[Haskell-cafe] Designing DSL with explicit sharing [was: I love purity, but it's killing me]

Wed Feb 13 04:33:19 EST 2008

Tom Hawkins  wrote:
] My DSLs invariably define a datatype to capture expressions; something
] like this:
]
] data Expression
]   = Add Expression Expression
]   | Sub Expression Expression
]   | Variable String
]   | Constant Int
]   deriving Eq
] The problem comes when I want to generate efficient code from an
] Expression (ie. to C or some other target language).  The method I use
] invovles converting the tree of subexpressions into an acyclic graphic
] to eliminate common subexpressions.  The nodes are then topologically
] ordered and assigned an instruction, or statement for each node.  For
] example:
]
] let a = Add (Constant 10) (Variable "i1")
]     b = Sub (Variable "i2") (Constant 2)
]     c = Add a b
] The process of converting an expression tree to a graph uses either Eq
] or Ord (either derived or a custom instance) to search and build a set
] of unique nodes to be ordered for execution.  In this case "a", then
] "b", then "c".  The problem is expressions often have shared,
] equivalent subnodes, which dramatically grows the size of the tree.
] For example:
]
] let d = Add c c
]     e = Add d d    -- "e" now as 16 leaf nodes.
]
] As these trees grow in size, the equality comparison in graph
] construction quickly becomes the bottleneck for DSL compilation.

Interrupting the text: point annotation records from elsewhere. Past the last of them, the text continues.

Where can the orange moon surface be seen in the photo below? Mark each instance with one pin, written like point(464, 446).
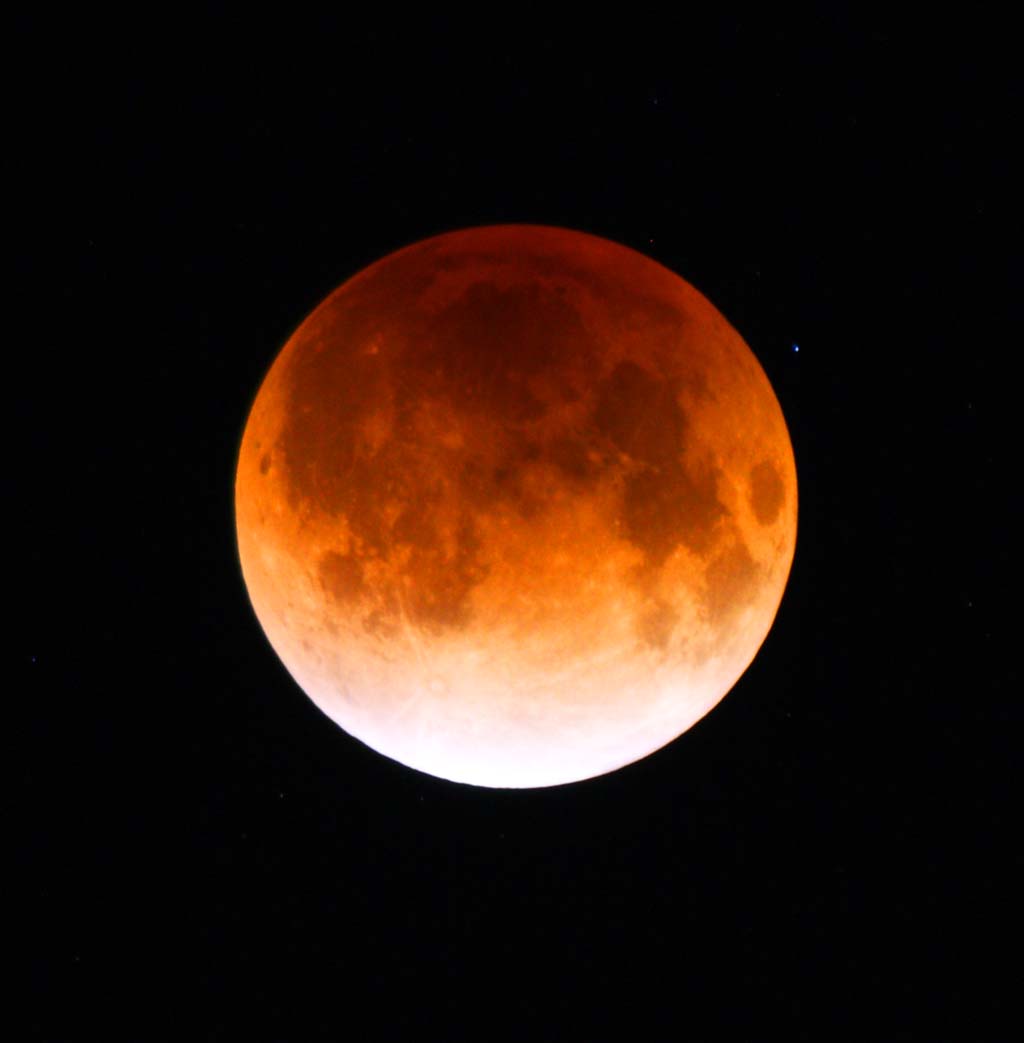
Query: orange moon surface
point(515, 506)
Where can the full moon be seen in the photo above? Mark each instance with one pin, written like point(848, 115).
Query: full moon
point(515, 506)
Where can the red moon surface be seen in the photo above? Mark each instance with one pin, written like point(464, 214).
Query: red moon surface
point(515, 506)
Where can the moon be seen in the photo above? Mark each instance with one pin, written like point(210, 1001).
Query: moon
point(515, 506)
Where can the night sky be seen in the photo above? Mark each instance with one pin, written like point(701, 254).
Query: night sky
point(831, 853)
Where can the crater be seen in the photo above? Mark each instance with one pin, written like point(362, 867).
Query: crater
point(341, 577)
point(666, 506)
point(656, 624)
point(732, 582)
point(640, 414)
point(766, 492)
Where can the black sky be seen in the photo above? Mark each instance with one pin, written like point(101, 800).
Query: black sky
point(832, 853)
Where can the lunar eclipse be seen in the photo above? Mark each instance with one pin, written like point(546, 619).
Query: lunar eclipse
point(515, 506)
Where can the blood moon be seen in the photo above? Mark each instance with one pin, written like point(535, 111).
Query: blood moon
point(515, 506)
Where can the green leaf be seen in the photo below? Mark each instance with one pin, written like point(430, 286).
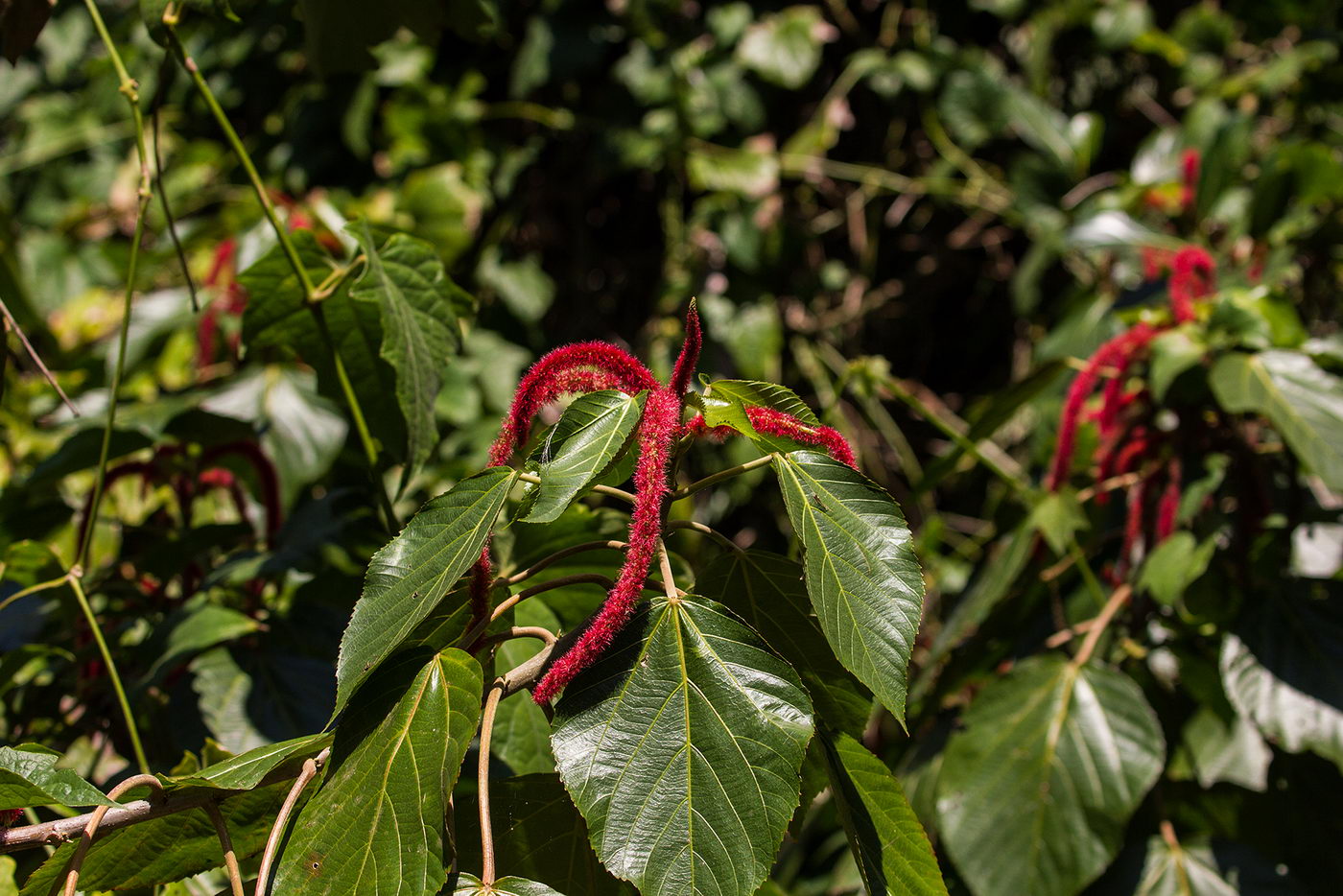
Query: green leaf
point(1174, 352)
point(577, 449)
point(768, 593)
point(472, 885)
point(29, 777)
point(1280, 670)
point(412, 573)
point(245, 771)
point(378, 822)
point(1036, 789)
point(889, 844)
point(681, 747)
point(1302, 400)
point(259, 696)
point(537, 835)
point(161, 851)
point(405, 278)
point(1175, 564)
point(862, 574)
point(785, 47)
point(1058, 516)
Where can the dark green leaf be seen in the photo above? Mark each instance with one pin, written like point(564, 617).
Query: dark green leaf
point(892, 849)
point(577, 449)
point(1037, 788)
point(767, 590)
point(415, 570)
point(247, 770)
point(378, 822)
point(167, 849)
point(405, 278)
point(1302, 400)
point(862, 574)
point(29, 777)
point(1282, 670)
point(681, 747)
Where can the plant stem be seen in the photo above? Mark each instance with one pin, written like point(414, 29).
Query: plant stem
point(305, 281)
point(1117, 600)
point(687, 490)
point(111, 671)
point(225, 844)
point(492, 704)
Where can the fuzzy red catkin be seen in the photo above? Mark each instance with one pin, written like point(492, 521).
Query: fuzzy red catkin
point(540, 387)
point(658, 430)
point(1192, 274)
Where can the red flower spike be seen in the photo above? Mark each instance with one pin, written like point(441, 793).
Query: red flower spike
point(657, 430)
point(1189, 167)
point(1167, 509)
point(689, 355)
point(1192, 277)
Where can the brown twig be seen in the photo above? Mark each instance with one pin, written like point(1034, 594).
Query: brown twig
point(225, 842)
point(91, 828)
point(277, 831)
point(36, 359)
point(1097, 626)
point(492, 704)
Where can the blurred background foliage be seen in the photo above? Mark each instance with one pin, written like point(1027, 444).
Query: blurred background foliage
point(917, 215)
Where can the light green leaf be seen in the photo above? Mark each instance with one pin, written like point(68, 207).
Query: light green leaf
point(161, 851)
point(29, 777)
point(405, 278)
point(767, 591)
point(245, 771)
point(410, 574)
point(1174, 352)
point(889, 844)
point(862, 574)
point(682, 747)
point(785, 47)
point(537, 835)
point(1280, 670)
point(472, 885)
point(376, 825)
point(1302, 400)
point(575, 453)
point(1036, 789)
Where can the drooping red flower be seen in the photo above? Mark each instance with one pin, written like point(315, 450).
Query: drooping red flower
point(658, 430)
point(1192, 277)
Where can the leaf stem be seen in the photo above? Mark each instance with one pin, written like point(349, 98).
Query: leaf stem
point(492, 704)
point(687, 490)
point(1097, 626)
point(277, 831)
point(225, 844)
point(111, 670)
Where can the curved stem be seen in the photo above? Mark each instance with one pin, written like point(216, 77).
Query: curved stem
point(225, 842)
point(86, 839)
point(492, 704)
point(687, 490)
point(111, 671)
point(1098, 625)
point(277, 831)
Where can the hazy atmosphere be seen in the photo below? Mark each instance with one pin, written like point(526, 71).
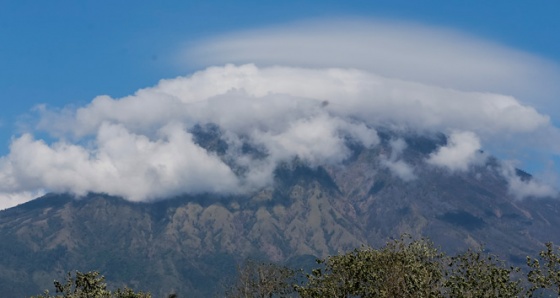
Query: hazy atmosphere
point(100, 98)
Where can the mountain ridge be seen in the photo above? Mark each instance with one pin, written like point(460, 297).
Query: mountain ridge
point(191, 243)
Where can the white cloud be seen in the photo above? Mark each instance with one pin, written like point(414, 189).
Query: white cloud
point(8, 200)
point(407, 51)
point(462, 151)
point(397, 166)
point(524, 188)
point(338, 83)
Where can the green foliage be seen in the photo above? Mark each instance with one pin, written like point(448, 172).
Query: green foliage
point(88, 285)
point(403, 268)
point(259, 279)
point(546, 276)
point(474, 274)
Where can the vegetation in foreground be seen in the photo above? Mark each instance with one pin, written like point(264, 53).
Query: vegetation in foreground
point(402, 268)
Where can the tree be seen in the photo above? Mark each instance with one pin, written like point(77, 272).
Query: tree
point(260, 279)
point(474, 274)
point(403, 268)
point(88, 285)
point(547, 277)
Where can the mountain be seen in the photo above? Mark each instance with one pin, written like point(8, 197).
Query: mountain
point(191, 244)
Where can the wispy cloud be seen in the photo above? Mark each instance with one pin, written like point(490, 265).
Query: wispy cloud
point(334, 87)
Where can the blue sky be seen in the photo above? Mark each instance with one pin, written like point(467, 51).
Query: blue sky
point(65, 53)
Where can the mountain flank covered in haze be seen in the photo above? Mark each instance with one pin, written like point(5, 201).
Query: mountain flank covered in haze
point(192, 243)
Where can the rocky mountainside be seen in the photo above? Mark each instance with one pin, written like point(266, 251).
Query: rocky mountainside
point(191, 244)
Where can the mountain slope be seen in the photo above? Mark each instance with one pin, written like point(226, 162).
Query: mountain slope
point(191, 244)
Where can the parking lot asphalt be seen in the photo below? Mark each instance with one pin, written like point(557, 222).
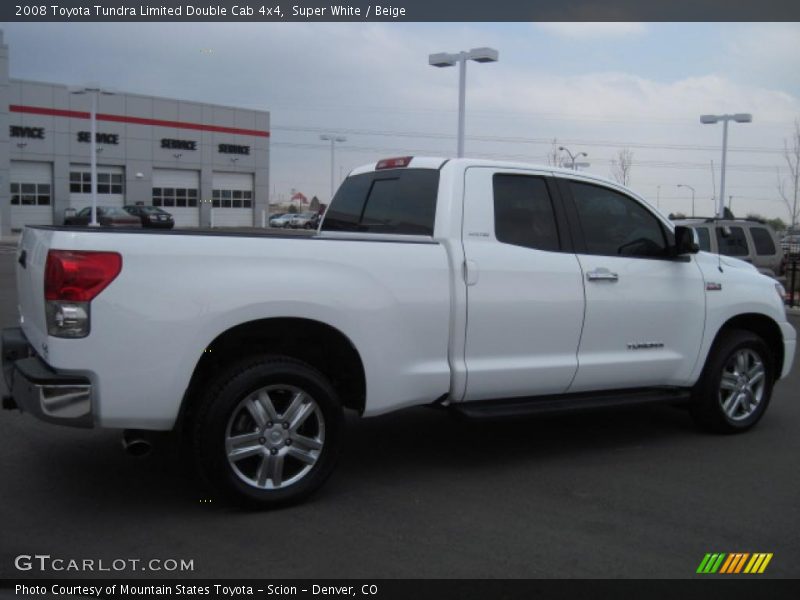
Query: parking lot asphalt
point(638, 493)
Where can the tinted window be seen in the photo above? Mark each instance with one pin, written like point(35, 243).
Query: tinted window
point(395, 201)
point(616, 225)
point(523, 212)
point(733, 245)
point(704, 238)
point(762, 241)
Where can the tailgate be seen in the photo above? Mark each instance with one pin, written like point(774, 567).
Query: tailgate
point(31, 258)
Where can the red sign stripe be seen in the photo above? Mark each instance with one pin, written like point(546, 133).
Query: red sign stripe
point(75, 114)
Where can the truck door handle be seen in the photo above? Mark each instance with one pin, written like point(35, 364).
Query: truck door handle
point(470, 272)
point(601, 274)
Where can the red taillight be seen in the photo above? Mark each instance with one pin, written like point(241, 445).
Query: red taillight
point(78, 275)
point(393, 163)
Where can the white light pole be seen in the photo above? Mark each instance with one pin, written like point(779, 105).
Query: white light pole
point(443, 59)
point(691, 188)
point(332, 139)
point(711, 119)
point(573, 157)
point(93, 92)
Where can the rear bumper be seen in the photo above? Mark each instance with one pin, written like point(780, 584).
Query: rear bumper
point(37, 389)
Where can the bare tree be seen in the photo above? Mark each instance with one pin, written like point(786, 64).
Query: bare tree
point(791, 153)
point(621, 166)
point(553, 156)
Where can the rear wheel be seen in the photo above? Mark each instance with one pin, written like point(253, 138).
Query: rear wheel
point(736, 385)
point(268, 431)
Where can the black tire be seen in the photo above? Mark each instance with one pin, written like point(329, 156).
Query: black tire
point(226, 413)
point(709, 399)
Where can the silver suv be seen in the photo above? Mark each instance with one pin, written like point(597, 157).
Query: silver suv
point(751, 240)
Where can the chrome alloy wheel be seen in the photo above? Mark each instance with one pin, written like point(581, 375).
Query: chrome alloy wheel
point(274, 436)
point(742, 384)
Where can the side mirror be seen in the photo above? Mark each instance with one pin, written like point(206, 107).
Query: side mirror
point(685, 241)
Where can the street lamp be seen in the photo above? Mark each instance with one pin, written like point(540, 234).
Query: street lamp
point(332, 139)
point(443, 59)
point(691, 188)
point(572, 158)
point(93, 92)
point(710, 120)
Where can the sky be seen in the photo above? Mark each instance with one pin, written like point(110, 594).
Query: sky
point(595, 87)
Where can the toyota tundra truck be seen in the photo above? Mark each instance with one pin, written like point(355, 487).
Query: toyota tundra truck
point(492, 289)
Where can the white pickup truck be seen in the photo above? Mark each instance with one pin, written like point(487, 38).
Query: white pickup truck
point(490, 288)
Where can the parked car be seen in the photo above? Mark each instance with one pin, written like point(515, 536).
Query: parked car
point(151, 216)
point(486, 288)
point(305, 220)
point(107, 216)
point(282, 220)
point(750, 240)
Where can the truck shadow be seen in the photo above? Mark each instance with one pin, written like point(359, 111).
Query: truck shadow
point(89, 468)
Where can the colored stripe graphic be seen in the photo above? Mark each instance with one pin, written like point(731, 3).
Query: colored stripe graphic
point(76, 114)
point(734, 563)
point(710, 563)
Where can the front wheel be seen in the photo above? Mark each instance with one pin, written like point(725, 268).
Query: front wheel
point(268, 431)
point(736, 385)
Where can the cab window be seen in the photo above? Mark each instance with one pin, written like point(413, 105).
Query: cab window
point(734, 244)
point(616, 225)
point(762, 240)
point(523, 212)
point(703, 238)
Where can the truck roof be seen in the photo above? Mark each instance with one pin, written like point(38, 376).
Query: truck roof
point(437, 162)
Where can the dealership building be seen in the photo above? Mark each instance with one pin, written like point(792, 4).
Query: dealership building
point(205, 164)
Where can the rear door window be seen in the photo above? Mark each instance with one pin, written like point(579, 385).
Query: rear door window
point(523, 212)
point(704, 238)
point(400, 201)
point(733, 245)
point(762, 240)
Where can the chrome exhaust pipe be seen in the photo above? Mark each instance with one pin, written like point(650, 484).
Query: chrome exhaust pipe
point(136, 443)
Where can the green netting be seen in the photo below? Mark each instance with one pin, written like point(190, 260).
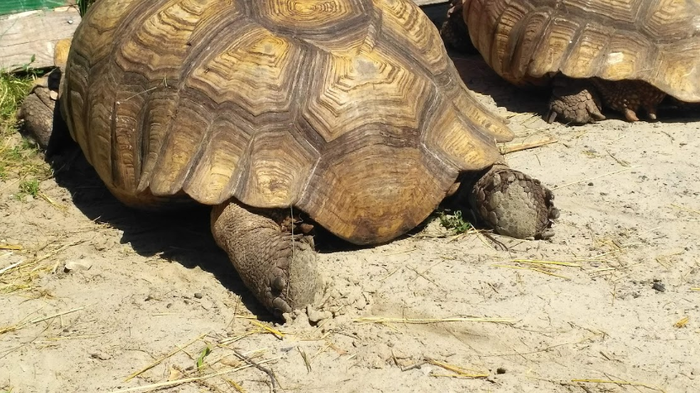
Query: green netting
point(12, 6)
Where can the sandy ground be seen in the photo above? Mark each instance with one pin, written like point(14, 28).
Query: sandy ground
point(103, 293)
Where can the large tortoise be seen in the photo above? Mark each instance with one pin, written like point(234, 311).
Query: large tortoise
point(626, 54)
point(348, 111)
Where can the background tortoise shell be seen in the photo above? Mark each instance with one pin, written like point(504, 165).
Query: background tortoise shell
point(656, 41)
point(349, 110)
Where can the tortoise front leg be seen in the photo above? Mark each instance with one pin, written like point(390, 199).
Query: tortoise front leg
point(513, 203)
point(574, 101)
point(278, 267)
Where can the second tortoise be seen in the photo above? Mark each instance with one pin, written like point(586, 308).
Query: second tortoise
point(625, 55)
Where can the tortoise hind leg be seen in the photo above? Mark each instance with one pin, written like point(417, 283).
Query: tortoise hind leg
point(513, 203)
point(278, 267)
point(574, 101)
point(628, 96)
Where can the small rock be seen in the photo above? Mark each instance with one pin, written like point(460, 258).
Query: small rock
point(100, 355)
point(76, 265)
point(316, 316)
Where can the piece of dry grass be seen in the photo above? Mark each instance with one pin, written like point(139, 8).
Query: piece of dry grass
point(427, 321)
point(526, 144)
point(685, 209)
point(549, 268)
point(621, 383)
point(167, 384)
point(11, 247)
point(25, 322)
point(23, 275)
point(682, 322)
point(459, 372)
point(169, 355)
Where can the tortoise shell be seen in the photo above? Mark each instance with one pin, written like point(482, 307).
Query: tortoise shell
point(656, 41)
point(349, 110)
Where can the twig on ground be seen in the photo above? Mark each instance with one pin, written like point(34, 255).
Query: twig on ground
point(627, 383)
point(187, 380)
point(512, 147)
point(159, 361)
point(425, 321)
point(259, 367)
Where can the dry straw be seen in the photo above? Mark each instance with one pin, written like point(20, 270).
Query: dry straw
point(426, 321)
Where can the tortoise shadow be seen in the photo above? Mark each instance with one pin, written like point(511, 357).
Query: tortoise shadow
point(181, 236)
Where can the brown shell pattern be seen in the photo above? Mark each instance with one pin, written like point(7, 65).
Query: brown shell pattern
point(657, 41)
point(349, 110)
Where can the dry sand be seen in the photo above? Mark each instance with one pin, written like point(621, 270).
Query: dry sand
point(598, 308)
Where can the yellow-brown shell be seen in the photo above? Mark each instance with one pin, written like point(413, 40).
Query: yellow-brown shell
point(349, 110)
point(657, 41)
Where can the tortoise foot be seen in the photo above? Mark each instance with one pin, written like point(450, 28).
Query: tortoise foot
point(454, 31)
point(514, 204)
point(39, 114)
point(278, 267)
point(574, 101)
point(629, 96)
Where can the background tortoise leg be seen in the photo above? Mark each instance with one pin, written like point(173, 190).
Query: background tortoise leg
point(454, 30)
point(574, 101)
point(628, 96)
point(279, 268)
point(513, 203)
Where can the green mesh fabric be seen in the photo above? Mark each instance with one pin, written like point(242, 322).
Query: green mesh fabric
point(12, 6)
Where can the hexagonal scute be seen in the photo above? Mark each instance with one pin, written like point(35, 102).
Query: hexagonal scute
point(403, 21)
point(258, 71)
point(277, 168)
point(328, 24)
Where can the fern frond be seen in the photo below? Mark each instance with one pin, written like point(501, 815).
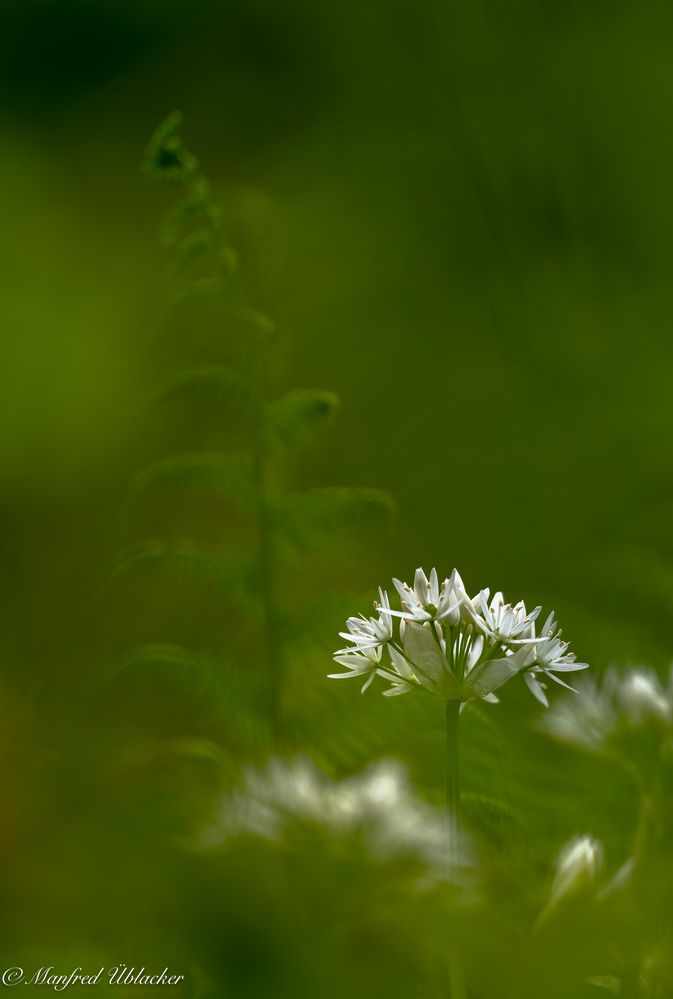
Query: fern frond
point(303, 516)
point(166, 156)
point(224, 473)
point(299, 411)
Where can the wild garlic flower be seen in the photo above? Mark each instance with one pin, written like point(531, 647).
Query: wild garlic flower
point(548, 656)
point(451, 645)
point(577, 868)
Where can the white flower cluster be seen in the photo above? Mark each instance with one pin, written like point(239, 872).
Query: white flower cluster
point(454, 646)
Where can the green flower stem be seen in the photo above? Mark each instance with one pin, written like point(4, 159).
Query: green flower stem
point(455, 971)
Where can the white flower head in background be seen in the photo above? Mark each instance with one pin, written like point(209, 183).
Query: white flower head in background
point(451, 645)
point(628, 713)
point(377, 806)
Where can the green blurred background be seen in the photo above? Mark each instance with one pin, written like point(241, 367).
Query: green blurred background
point(460, 218)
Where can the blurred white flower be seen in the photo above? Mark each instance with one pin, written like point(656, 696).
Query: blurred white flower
point(642, 699)
point(378, 807)
point(629, 713)
point(452, 646)
point(549, 655)
point(577, 868)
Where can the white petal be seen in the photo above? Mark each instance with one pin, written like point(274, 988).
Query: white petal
point(535, 689)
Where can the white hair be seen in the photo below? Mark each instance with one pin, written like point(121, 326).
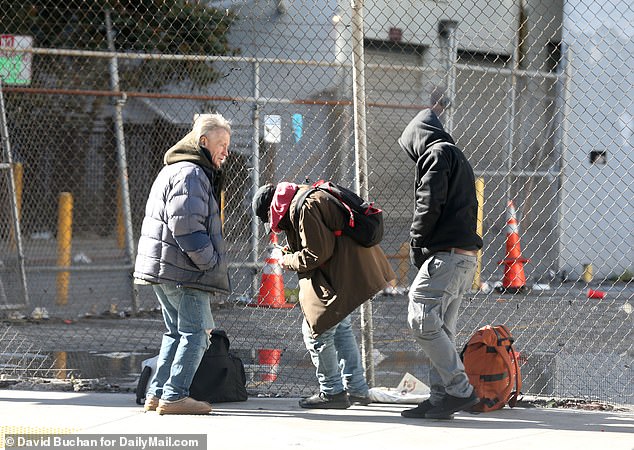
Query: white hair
point(204, 123)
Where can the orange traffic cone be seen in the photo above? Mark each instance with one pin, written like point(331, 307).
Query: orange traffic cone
point(271, 293)
point(269, 358)
point(514, 280)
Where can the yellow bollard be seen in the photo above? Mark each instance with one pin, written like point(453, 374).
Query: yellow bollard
point(120, 222)
point(64, 240)
point(18, 177)
point(60, 365)
point(479, 230)
point(222, 209)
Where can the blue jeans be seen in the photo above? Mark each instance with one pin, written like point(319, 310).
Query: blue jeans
point(434, 301)
point(187, 316)
point(337, 360)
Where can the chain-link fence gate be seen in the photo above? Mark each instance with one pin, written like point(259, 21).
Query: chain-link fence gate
point(537, 93)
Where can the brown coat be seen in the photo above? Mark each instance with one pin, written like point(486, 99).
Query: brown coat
point(336, 275)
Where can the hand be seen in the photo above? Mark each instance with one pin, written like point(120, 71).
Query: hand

We show the design of the same sort of DSL that explicitly maintains
sharing information and where node comparisons are quick, because we
are comparing hashes rather than trees themselves. Our approach is
assuredly safe, pure, and Haskell98 (save for disabling of the
monomorphism restriction, which is done solely to avoid writing
signatures). No GHC-specific behavior is relied upon.

> {-# OPTIONS_GHC -fno-monomorphism-restriction #-}
>
> module DSL where
>
> import Data.IntMap as IM
> import Control.Monad.State

The approach is based on the final tagless representation. Here is our
DSL:

> class Exp repr where
>    constant :: Int -> repr Int
>    variable :: String -> repr Int
>    add :: repr Int -> repr Int -> repr Int
>    sub :: repr Int -> repr Int -> repr Int

Tom Hawkins' test expressions now look as follows

> a = add (constant 10) (variable "i1")
> b = sub (variable "i2") (constant 2)
> c = add a b
> d = add c c
> e = add d d

which is the same as before modulo the case of the identifiers:
everything is in lower case.

We can show the expressions as before: showing is one way
of evaluating things

> newtype S t = S{unS :: String}
>
> instance Exp S where
>     constant x = S $ show x
>     variable x = S x
>     add e1 e2 = S( unS e1 ++ " + " ++ unS e2)
>     sub e1 e2 = S( unS e1 ++ " - " ++ unS e2)
>
> test_showe = unS e

*DSL> test_showe
"10 + i1 + i2 - 2 + 10 + i1 + i2 - 2 + 10 + i1 + i2 - 2 + 10 + i1 + i2 - 2"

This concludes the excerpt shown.